Later that week, I discussed the Italian breast massage with one of my students, and indeed, it is quite common here in Italy. Apparently you just have to request for them to skip that part, if it’s not your thing. It’s not my thing.

The next time I booked my massage, I was determined to have some muscle behind it. So I requested a man and a deep tissue treatment. I entered the treatment room, feeling a bit more prepared and self-assured, knowing that, like the last massage, it would properly involve a certain level of exposure. I just wasn’t prepared for how much.

He started in the usual way, working his way down my back, did the butt thing, which I’m slowly getting used to, finished with my legs, and then told me to flip over. I did as I was told, and he quickly removed the sheet and exchanged it with a towel across my bikini area, and laid a small towel across my breasts. Then he covered my eyes with a mask and went to work, making his way down my leg. That is when things got a bit awkward.

He took my thigh in both hands and starting jiggling it back and forth really fast and hard, shaking my entire body. I thought it was a bit odd. I have received countless types of massages in my life, and have never come across this specific technique before. But I have never been one to tell people how to do their job, so I kept quiet and let him proceed.

He then worked his way over to the other leg, where he did the exact same jiggling maneuver. This time, I was shaking so fast and furiously, both towels slipped off and fell to the floor in unison, leaving me on full display. Violà. It was like the magician who pulls the tablecloth out in one quick, orchestrated movement.

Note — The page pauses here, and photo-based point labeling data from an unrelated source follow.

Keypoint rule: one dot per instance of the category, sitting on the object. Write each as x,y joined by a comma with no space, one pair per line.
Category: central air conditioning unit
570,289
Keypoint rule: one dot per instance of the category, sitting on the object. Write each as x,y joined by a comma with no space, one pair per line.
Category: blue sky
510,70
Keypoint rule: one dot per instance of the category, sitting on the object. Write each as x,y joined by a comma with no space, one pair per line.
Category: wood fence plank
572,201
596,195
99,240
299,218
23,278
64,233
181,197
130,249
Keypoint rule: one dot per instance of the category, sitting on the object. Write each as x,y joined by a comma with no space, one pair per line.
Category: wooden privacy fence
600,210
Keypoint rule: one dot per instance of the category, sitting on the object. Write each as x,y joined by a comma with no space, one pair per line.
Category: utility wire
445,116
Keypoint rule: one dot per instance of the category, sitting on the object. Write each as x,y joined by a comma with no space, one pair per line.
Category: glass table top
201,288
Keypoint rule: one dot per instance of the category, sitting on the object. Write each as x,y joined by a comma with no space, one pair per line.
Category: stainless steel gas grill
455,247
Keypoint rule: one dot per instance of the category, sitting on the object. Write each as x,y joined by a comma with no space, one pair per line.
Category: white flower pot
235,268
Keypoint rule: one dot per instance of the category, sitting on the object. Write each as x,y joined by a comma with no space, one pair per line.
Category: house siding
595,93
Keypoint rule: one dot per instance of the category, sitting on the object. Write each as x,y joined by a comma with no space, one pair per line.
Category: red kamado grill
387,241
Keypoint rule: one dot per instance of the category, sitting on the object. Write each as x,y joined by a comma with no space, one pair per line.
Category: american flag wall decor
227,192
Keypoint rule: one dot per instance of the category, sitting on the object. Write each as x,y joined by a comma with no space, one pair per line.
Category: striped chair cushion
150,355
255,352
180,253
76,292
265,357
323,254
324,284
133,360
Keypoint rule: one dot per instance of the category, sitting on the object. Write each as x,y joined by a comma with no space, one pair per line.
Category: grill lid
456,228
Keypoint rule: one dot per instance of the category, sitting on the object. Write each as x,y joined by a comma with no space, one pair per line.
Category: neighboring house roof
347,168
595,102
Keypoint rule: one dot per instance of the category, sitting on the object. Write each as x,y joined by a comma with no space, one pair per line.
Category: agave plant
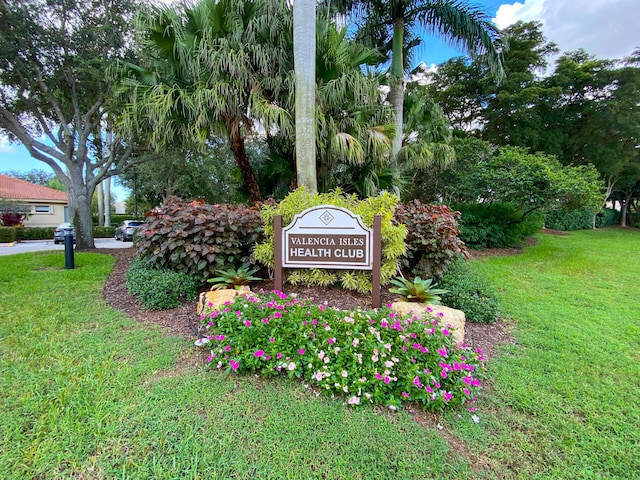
417,290
234,277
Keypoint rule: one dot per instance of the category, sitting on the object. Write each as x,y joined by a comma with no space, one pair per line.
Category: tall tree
394,27
213,68
304,53
53,59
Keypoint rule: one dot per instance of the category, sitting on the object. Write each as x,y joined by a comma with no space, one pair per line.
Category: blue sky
605,28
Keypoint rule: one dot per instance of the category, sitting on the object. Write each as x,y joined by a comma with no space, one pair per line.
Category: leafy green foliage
371,357
234,277
418,290
469,292
159,289
393,246
432,237
496,225
7,234
197,239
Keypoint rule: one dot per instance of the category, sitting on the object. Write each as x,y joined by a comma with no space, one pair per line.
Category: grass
89,393
564,402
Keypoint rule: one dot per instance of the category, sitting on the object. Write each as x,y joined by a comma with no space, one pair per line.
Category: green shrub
470,293
393,246
103,232
369,357
606,217
35,233
197,239
432,237
159,289
581,219
7,234
496,225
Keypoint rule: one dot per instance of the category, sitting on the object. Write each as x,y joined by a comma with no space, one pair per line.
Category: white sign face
327,237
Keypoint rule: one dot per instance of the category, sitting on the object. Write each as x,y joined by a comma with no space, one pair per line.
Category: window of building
42,209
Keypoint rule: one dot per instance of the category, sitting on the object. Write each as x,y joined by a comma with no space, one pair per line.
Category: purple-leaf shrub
433,240
197,239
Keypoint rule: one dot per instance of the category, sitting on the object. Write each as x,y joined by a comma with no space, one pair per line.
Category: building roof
15,189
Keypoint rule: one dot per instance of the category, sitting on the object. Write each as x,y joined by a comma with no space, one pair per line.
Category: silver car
126,230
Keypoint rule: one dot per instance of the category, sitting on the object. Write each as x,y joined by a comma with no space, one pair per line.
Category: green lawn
87,393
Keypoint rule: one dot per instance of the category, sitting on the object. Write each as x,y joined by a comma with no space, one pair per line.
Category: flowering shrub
370,357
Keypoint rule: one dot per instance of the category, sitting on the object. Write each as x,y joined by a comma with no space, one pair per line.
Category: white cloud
5,146
605,28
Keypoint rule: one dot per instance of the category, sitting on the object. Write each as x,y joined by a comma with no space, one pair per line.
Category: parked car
126,230
61,230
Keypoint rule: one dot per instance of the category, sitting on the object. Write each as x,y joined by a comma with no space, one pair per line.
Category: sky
604,28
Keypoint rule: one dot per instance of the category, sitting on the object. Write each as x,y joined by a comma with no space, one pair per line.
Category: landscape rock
450,316
216,298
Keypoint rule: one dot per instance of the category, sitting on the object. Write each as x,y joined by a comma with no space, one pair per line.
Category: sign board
327,237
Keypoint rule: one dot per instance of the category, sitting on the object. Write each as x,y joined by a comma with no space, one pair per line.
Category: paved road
41,245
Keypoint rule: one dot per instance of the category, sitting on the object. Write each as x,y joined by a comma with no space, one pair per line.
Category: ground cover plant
87,393
369,357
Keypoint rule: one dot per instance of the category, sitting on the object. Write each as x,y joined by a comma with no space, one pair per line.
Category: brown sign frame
336,223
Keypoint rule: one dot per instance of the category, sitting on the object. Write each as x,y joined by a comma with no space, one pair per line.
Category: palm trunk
304,52
236,143
396,95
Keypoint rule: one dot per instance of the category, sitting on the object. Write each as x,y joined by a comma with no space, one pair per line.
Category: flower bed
368,356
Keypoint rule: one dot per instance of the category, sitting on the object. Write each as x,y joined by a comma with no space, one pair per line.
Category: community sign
327,237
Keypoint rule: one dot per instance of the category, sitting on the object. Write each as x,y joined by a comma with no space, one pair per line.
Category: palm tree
394,27
213,68
304,53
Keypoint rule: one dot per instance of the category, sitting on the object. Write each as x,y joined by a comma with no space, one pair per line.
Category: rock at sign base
450,316
214,299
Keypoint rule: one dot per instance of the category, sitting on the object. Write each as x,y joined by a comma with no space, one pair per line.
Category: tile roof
15,189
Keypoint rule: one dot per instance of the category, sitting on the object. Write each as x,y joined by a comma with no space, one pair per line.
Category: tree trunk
100,205
304,52
236,143
107,201
396,95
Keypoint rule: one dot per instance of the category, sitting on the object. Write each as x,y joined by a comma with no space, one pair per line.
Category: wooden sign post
329,237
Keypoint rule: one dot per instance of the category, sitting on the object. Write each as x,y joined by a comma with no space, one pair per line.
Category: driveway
42,245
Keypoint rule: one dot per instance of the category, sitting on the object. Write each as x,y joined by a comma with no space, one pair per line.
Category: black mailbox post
69,263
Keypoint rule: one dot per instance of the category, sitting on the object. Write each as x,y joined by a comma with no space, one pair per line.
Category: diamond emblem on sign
326,217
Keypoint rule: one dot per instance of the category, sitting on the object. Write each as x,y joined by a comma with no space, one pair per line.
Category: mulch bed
183,321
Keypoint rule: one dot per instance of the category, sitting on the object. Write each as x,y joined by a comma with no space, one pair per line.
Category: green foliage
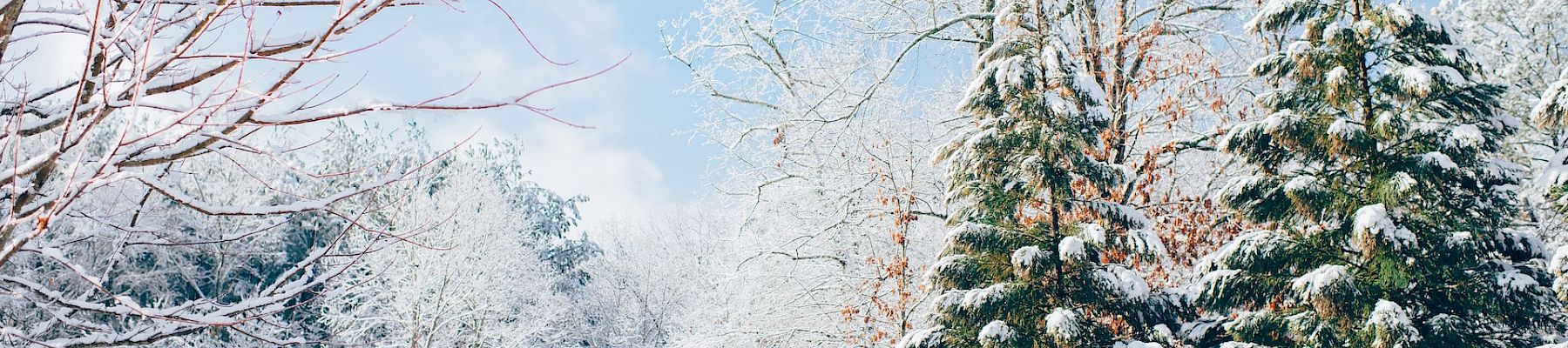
1379,171
1026,264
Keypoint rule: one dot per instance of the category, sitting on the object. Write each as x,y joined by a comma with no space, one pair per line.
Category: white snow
1120,212
1517,281
1346,129
1071,250
1024,258
1336,77
1391,326
1372,224
1128,283
1438,158
982,297
1278,119
1146,242
1092,232
1064,325
1301,182
1402,181
1321,281
943,264
923,338
1137,344
996,332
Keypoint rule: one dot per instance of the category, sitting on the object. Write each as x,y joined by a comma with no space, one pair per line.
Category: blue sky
634,160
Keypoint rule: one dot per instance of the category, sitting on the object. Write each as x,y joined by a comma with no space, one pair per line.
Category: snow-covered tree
152,187
1520,46
1024,262
1387,205
488,265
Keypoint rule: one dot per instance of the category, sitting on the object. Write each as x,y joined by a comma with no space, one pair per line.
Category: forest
888,173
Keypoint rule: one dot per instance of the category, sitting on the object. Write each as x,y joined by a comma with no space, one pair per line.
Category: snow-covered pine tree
1026,262
1551,115
1387,203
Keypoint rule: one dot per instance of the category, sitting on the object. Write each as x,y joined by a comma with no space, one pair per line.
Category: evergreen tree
1379,179
1034,258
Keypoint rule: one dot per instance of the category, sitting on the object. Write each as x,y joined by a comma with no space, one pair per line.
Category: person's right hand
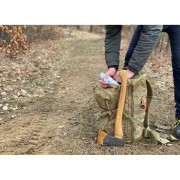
111,72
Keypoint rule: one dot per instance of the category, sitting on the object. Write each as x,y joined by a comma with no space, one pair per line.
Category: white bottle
109,80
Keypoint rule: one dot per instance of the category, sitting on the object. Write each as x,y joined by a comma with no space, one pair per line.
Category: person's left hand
117,78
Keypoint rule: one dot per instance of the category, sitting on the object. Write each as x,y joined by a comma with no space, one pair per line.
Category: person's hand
117,78
111,72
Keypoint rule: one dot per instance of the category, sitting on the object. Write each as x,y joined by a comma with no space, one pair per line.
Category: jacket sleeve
112,45
148,39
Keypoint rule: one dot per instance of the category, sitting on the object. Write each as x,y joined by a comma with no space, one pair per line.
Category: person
144,40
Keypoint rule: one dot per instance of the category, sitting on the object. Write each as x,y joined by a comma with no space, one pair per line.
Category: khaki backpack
135,122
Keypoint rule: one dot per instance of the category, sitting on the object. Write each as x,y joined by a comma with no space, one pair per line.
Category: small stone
5,108
8,88
3,94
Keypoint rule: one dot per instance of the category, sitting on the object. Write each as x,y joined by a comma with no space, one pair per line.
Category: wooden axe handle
118,124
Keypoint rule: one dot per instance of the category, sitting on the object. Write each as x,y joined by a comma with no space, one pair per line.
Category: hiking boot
177,130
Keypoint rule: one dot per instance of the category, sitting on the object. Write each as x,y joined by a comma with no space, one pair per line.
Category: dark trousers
174,36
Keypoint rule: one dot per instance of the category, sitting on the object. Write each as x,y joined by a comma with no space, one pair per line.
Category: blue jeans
174,36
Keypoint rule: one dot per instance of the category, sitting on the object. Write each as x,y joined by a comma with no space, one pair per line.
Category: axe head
105,139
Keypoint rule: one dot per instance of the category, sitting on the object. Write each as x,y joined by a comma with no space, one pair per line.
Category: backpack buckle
142,105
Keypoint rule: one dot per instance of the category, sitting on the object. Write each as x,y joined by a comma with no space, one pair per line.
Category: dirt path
61,121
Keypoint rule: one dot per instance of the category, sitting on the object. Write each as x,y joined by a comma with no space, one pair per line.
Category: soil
57,118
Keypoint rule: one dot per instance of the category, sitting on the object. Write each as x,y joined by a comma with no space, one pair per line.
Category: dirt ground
56,111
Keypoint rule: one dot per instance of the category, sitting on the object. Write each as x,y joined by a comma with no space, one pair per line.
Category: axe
117,139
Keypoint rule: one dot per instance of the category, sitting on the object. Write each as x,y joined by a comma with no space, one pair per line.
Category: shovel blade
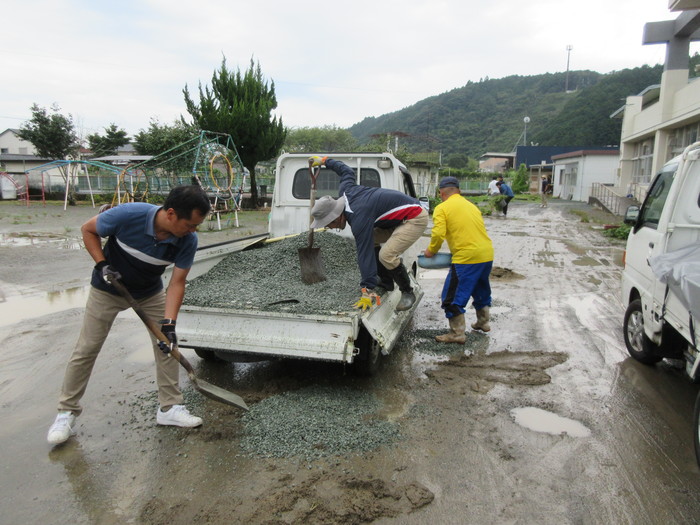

Ahh, so that’s what this was about…

So, there I lay, blindfolded and feeling rather exposed, waiting for him to replace the towels (which I might add, he took his sweet time putting back on), and the only thought that kept running through my mind was: Damn it, the light is really bright in here.

I was hyperaware that the bright light was probably highlighting each and every one of my flaws, and I really wished he had at least dimmed it down a bit…but he probably wasn’t concerned with the Kelvin levels in the room as much as I was.

He finished the session, sans breast massage, per my request; and when it was over, you can bet I put on my robe, went straight to the lobby, and told the receptionist to book me a standing appointment every three weeks.

I guess there is such a thing as Italian privilege. I’m sure he had mastered this little trick countless times with countless women, and yet, he was still in business. Had that occurred in the States, I would have stormed out of the treatment room and written a scathing Yelp review. But here in Italy, right or wrong, I put it into a more cultural context. I decided the entire episode had an air of elegance about it; after all, he was attractive, polite, and smelled good, so I guess I was willing to let it slide….all the way to the floor.

2 thoughts on “The Naked Truth

  1. This made me laugh out loud multiple times…thank you, thank you. This paragraph is amazing:
    (Before you get too dreamy-eyed over what should have been the dolce vita to end all vitas, it’s probably worth mentioning that the majority of the trip was in fact, a complete disaster. Looking back, I still harbour suspicions that it was all a part of his dubious plot to make me as miserable as possible and drive me back to the States, where he would show up on my doorstep one sub-zero night in Chicago with a suitcase in hand, begging me to take him in, only to seduce me into marrying him in order to achieve his final goal: a US Greencard….but all of that will be covered in greater detail in Volume II, Part IV, Section VIII of my memoir entitled, Entitled.)